Keeping a careful eye on him, she checked his ID, then got out her cell phone and got the White House number from information. The call went through, she spoke the code, and he watched as her eyes widened.
“Yes, Mr. President, I recognize your voice. My name is Linda Boulton. I'm the special agent in charge of the FBI's Helena, Montana office.” She gave Lane a sharp look, then nodded. “Yes, Mr. President, he says that his name is William Lane.”
She was silent for several seconds. The president was telling her something. She nodded again. “Yes, Mr. President, I understand.” She broke the connection, and hesitated for a few seconds, as if she was trying to come to a difficult decision. She seemed to be even more suspicious and angry than before the call. Something was eating at her, but she seemed to be resigned. “Okay, what the hell is this all about?”
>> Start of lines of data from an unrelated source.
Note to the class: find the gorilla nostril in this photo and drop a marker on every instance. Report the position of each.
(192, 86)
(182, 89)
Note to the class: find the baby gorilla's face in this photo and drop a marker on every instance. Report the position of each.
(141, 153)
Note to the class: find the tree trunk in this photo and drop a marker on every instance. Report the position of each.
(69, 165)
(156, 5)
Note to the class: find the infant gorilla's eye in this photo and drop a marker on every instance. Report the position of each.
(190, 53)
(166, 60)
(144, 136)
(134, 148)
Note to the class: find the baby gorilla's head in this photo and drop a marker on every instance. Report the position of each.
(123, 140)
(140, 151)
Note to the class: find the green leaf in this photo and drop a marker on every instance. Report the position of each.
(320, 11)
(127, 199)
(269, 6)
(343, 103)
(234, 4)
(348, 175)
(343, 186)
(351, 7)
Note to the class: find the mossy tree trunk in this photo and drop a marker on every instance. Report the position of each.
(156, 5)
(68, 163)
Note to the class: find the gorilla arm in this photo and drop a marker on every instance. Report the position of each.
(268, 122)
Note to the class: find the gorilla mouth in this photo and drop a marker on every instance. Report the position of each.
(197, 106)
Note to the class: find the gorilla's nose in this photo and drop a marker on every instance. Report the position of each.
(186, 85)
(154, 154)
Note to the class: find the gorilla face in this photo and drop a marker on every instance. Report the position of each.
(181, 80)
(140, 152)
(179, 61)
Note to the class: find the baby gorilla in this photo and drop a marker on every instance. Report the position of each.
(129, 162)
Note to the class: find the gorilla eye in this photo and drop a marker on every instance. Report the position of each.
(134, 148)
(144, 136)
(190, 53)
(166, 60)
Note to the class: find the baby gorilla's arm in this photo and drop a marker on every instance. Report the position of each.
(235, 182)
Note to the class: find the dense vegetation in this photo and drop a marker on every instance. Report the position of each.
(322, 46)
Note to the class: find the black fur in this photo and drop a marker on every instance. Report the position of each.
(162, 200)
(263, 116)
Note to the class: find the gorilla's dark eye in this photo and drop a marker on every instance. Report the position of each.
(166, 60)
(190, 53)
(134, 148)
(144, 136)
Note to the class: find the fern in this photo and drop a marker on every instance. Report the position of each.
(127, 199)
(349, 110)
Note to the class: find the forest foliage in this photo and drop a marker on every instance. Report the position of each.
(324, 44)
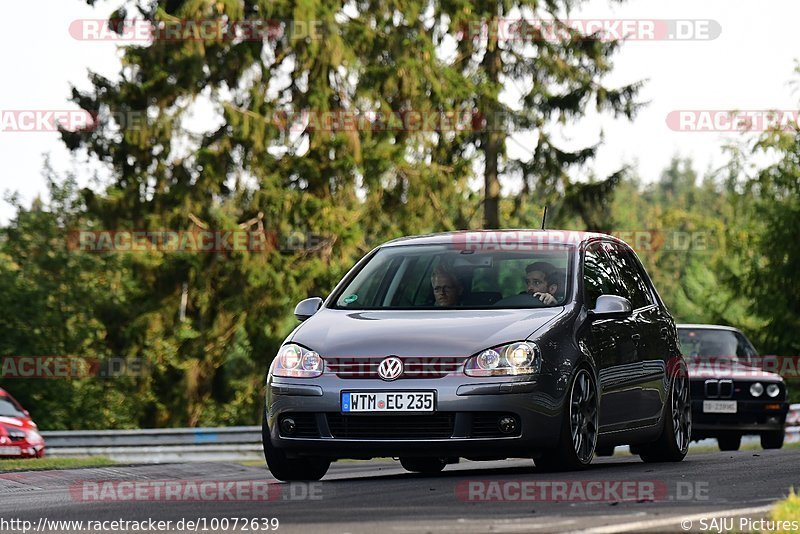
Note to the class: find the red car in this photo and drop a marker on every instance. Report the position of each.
(19, 436)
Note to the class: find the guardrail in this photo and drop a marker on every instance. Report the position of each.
(225, 444)
(159, 445)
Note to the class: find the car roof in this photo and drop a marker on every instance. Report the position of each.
(707, 327)
(569, 237)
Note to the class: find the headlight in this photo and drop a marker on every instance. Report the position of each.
(519, 358)
(296, 361)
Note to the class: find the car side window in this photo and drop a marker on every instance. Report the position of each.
(598, 275)
(631, 280)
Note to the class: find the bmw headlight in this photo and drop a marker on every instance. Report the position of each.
(518, 358)
(296, 361)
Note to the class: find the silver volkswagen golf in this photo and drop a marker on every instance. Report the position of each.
(480, 345)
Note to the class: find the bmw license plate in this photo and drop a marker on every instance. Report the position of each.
(387, 401)
(719, 406)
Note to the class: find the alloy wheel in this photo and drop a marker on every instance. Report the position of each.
(583, 416)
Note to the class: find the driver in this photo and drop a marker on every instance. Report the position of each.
(541, 280)
(447, 289)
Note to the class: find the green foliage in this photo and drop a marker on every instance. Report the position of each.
(326, 196)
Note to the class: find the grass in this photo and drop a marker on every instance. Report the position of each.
(38, 464)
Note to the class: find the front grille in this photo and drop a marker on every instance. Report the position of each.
(718, 389)
(305, 425)
(484, 425)
(725, 388)
(433, 426)
(413, 367)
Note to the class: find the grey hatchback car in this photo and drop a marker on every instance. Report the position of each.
(482, 345)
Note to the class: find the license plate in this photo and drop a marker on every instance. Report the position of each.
(719, 406)
(387, 401)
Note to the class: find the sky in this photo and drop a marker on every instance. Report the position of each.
(747, 66)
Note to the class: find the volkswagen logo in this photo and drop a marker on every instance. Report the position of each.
(390, 368)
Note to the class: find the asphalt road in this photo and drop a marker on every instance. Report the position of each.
(615, 494)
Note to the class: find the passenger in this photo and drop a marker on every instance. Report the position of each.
(556, 284)
(538, 281)
(447, 288)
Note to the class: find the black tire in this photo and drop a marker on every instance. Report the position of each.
(676, 432)
(729, 443)
(579, 427)
(427, 466)
(773, 440)
(289, 469)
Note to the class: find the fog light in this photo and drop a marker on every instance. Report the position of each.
(288, 426)
(507, 424)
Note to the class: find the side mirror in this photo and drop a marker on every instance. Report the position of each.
(611, 307)
(307, 308)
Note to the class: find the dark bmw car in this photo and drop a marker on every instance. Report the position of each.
(732, 395)
(480, 345)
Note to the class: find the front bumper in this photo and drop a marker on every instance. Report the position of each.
(21, 449)
(461, 426)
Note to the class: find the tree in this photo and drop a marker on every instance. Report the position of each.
(502, 44)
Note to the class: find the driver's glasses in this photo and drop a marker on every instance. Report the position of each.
(444, 289)
(533, 281)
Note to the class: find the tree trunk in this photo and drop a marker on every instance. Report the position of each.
(493, 138)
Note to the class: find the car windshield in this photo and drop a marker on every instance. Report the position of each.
(444, 276)
(709, 344)
(9, 409)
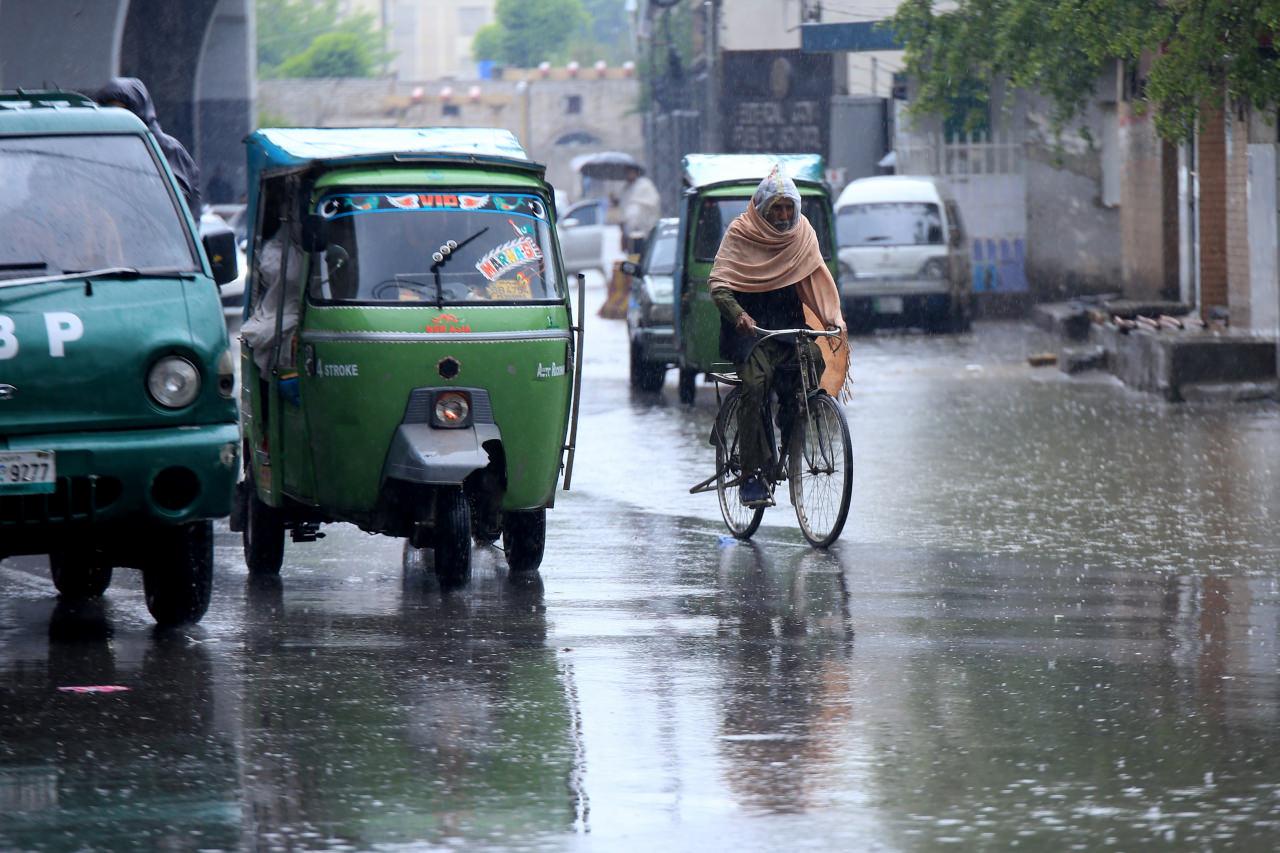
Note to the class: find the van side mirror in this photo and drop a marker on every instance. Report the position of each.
(220, 249)
(315, 233)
“The name I used in Kalispell was John Clark. But believe me, no one was actually killed. In fact, the man posing as Goldstein is a friend of mine and is at this moment very much alive in Washington.”
“That's just great,” Special Agent Boulton said disgustedly. “Obviously
I don't know what the hell I'm doing out here. Leastways that's the way I'm being treated.”
“Take it easy. We're on the same side. It's Helmut Speyer who's the bad guy, and he's why I came out to talk to you.” Lane took his wallet from her and they went over to the fountain, where they sat down. He offered her a cigarette, but she angrily declined.
“A simple email would have worked wonders,” she said bitterly. “Somebody could have told me and I would have backed off.”
“It's not that easy. Speyer has a lot of friends in Washington, and out here, I suspect.”
“Yeah, Carl Mattoon, the chief of police up there. How'd you get this one by him?”
“No one expected a corpse to get up and walk out of the morgue,” Lane said. “You sure about Mattoon's connection with Speyer?”
“Pretty sure. Along with an attorney right here in town. Konrad Aden.”
“We'll check on him. In the meantime, you were asked to investigate Speyer as a routine request from the German Federal Police about three months ago, right?”
She nodded. “But we didn't find much, not until the shooting, and then what we did have started to make some kind of sense.”
“That's why we engineered the operation, so that I could get close to him. We didn't think that you were going to get very far.”
“And?”
“We're still in the middle of our investigation. Now Tom Fletcher has told you to back off.”
“Is he one of yours?”
“No. But he could be working with Speyer, or with people who are protecting Speyer.”
This last news seemed to deflate her. When she looked up her anger was all but gone. “I'm not even going to ask what agency you work for, because you probably wouldn't tell me. But what am I supposed to do?”
“Do you have enough evidence to prove the man is really Helmut Speyer? DNA, maybe?”
“We've been trying to get a hair sample or something, but without Mattoon's cooperation it's been impossible.”
“Okay, keep trying. Just do your job.”
“Do you want us to continue investigating Mattoon as well?” she asked.
“Wherever your police work takes you. But I don't want you to make any arrests just yet. Put some pressure on them, but that's all. In the meantime I'll be going through the back door.”
“I hope you know what you're doing. If this guy is who I think he is, he's bad news. The Germans didn't have anything good to say about him.”
Lane gave her a sympathetic look. She was caught between a rock and a hard place. Her boss wanted her to back off, and yet her boss might be one of the bad guys. “He's all of that and more,” Lane said. “So watch your own back.”